Kind of interesting information. I do have a friend who became a biologist for F&G. He went to Humbolt State to earn his degree and had dealings with guys from Oregon. From his buddies in Oregon I learned that the fishery did exist and the fish were healthy. Too healty in their eyes. My friend the biogist also expressed to me the theroy of migratory winter fish back in the 80's.
AS for fish quality the guy who was on line with us told of 20 pound class fish being taken in Cresent in January! Dosen't sound like imbred fish to me. Sounds like healthy strong fish to me. My first thought were these fish were from Coos but the more I reasoned with myself I wondered if these fish were actually from S.F. fishery. With fish this year showing off the coast here in Febuary and March laden with eggs made me think perhaps an unstudied group of fish wintered in the Ocean.

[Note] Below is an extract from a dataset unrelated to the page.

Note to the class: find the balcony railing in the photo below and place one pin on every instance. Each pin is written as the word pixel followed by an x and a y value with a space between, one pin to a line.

If this is so then the Coos bay fish which also spend winters in the open surf spend time mingling with the SF fish. Thus the thought of no new blood is foolish. Besides our fish come from a few hundred fish that were brought here by rail cars from NJ, shouldn't we have an imbreded hermadite fish population too?
How could these fish be a unknown colony? Well First off there isn't the studies that go on back east, second if you have ever driven the North Coast you will find very little easy access to fishable water. There are places where there are no roads near the water, steep cliffs and miles of private property. There is also large area's of either low population, or infact no populations. This leads to little chance of people accidently discovering these fish. Even if so what if any media is there to follow up on these fish stories?
So its a mystery, where these fish Coos fish or in fact a group of migratory saltwater living striper population. Think about it could these fish have always been out there or is it more like the findings Moocks posted on another thread about freshwater diversions turning the Bay's brackish waters into a Marine estuary. Could these fish as an act of survival changed into a saltwater wintering fish?
So my thought is that this January if possible, when the seas are calm, I'll retake that journey up North. This time however I won't get sidetracked and head inland to awesome steelhead and trout fishing and put a week into this mystery.